Omicron-Induced Volatility

After a rather volatile week, gold is on track to finish the week within 1% of its opening level (at the time of writing). This, despite witnessing sizable daily moves and trading well above $1800, reflects the underlying market sentiment of the last week. As a result, the gold volatility index reached an eight-month high, as shown below.

Gold Volatility (.GVZ) Compiled by the CBOE

Gold Makes Third Successive Weekly Decline As General Market Sentiment Whipsaws

Source, Refinitiv, CBOE

Initial fears of the Omicron variant on Friday boosted the value of the yellow metal due to its inverse relationship with treasury yields, with the 10-year yield dropping around 23 basis points from Monday to Wednesday. Likewise, the US dollar traded lower over the same period, which further elevated gold prices due to the metal being priced in dollars. Markets were essentially repricing the dollar which had already priced in three rate hikes for 2023.

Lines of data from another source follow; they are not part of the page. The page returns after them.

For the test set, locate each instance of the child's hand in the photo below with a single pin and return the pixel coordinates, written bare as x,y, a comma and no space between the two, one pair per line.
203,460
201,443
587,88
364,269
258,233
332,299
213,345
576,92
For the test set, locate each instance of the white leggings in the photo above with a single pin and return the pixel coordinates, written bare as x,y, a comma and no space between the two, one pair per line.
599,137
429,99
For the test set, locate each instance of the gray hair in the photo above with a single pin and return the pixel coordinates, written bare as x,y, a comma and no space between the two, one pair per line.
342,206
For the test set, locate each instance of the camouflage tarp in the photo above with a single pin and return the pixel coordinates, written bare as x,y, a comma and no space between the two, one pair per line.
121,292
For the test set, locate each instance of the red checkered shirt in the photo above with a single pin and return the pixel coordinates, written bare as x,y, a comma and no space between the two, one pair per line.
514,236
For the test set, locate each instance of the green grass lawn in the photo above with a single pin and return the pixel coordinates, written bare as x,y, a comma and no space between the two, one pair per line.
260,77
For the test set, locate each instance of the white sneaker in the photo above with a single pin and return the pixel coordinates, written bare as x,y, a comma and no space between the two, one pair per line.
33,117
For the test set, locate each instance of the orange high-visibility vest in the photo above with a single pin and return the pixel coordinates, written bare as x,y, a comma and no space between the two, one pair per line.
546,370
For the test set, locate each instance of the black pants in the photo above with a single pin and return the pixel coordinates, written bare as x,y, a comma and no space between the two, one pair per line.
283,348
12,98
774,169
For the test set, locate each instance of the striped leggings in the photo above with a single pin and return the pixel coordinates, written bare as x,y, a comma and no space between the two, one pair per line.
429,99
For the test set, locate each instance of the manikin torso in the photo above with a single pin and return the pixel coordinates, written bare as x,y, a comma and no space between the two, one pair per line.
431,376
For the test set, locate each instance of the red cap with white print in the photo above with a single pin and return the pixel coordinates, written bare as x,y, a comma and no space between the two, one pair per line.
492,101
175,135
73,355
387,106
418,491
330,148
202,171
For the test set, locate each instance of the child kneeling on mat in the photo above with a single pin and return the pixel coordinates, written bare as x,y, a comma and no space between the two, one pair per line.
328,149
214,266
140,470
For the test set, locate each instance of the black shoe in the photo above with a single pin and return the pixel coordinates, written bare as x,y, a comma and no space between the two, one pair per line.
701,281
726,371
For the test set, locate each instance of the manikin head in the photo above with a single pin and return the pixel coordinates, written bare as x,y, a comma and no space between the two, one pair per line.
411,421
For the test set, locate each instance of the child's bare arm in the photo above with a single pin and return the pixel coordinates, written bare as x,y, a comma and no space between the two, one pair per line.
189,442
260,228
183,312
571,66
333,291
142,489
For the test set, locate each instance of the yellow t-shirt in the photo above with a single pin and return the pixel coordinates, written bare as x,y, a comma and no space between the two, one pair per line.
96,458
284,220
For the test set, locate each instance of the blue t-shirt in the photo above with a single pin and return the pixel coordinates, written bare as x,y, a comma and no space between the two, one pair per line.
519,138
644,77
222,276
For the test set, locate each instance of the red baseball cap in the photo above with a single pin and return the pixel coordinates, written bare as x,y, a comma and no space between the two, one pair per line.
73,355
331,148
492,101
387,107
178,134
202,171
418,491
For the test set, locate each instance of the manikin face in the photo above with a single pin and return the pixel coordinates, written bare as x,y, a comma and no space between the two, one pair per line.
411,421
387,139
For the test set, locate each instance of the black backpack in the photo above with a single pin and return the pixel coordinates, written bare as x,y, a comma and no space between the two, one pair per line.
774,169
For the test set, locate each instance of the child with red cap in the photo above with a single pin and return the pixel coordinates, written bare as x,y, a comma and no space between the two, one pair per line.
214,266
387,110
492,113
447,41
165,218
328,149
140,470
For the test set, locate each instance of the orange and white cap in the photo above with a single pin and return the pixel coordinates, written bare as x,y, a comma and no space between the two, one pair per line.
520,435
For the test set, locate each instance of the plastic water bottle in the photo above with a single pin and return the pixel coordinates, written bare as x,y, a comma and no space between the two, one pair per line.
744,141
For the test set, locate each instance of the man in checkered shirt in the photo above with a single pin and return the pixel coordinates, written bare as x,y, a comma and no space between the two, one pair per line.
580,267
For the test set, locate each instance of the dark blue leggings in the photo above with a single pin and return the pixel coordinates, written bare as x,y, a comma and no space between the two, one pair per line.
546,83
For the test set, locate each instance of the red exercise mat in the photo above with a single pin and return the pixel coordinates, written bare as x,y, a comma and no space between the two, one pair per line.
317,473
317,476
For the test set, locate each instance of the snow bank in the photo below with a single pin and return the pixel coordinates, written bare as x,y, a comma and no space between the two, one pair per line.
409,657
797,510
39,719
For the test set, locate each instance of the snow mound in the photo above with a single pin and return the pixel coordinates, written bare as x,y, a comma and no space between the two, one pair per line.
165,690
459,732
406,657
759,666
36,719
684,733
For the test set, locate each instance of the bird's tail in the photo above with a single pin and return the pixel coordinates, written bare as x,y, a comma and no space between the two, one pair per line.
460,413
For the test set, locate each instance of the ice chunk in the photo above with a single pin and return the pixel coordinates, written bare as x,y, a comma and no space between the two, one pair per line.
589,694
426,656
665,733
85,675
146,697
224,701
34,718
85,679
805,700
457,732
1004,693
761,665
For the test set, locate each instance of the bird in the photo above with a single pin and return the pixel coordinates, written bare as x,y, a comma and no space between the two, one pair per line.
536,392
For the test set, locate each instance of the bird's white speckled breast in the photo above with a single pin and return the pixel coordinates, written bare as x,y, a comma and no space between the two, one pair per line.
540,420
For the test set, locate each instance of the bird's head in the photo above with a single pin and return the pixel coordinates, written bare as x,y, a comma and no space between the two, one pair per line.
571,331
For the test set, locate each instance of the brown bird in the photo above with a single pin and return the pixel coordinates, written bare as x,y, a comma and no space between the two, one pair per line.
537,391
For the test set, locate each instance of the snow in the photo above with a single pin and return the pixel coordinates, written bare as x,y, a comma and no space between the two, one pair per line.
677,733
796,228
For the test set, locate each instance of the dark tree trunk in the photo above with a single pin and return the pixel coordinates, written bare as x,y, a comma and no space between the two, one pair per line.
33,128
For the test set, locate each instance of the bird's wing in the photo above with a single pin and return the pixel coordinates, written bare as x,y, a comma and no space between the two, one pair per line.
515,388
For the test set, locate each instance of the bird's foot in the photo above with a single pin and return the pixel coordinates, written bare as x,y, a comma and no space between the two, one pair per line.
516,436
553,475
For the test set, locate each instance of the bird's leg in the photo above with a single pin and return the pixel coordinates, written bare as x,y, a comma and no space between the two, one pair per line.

As the week progressed early anecdotal evidence regarding the mild nature of symptoms generally observed in patients reached the newswires, somewhat putting markets at ease. Thereafter, gold moved lower, which could be telling about how markets perceive the yellow metal and the future path of interest rate hikes, which would ultimately be to gold's detriment.

How Much Longer Will Gold Maintain its Luster?

Gold has thrived in arguably one of the most bullish environments in recent times as nominal interest rates in major economies approached zero, turning real interest rates negative. The real interest rate is the result of subtracting inflation from nominal interest rates, and it provides an indication of purchasing power when investing in interest-bearing investments.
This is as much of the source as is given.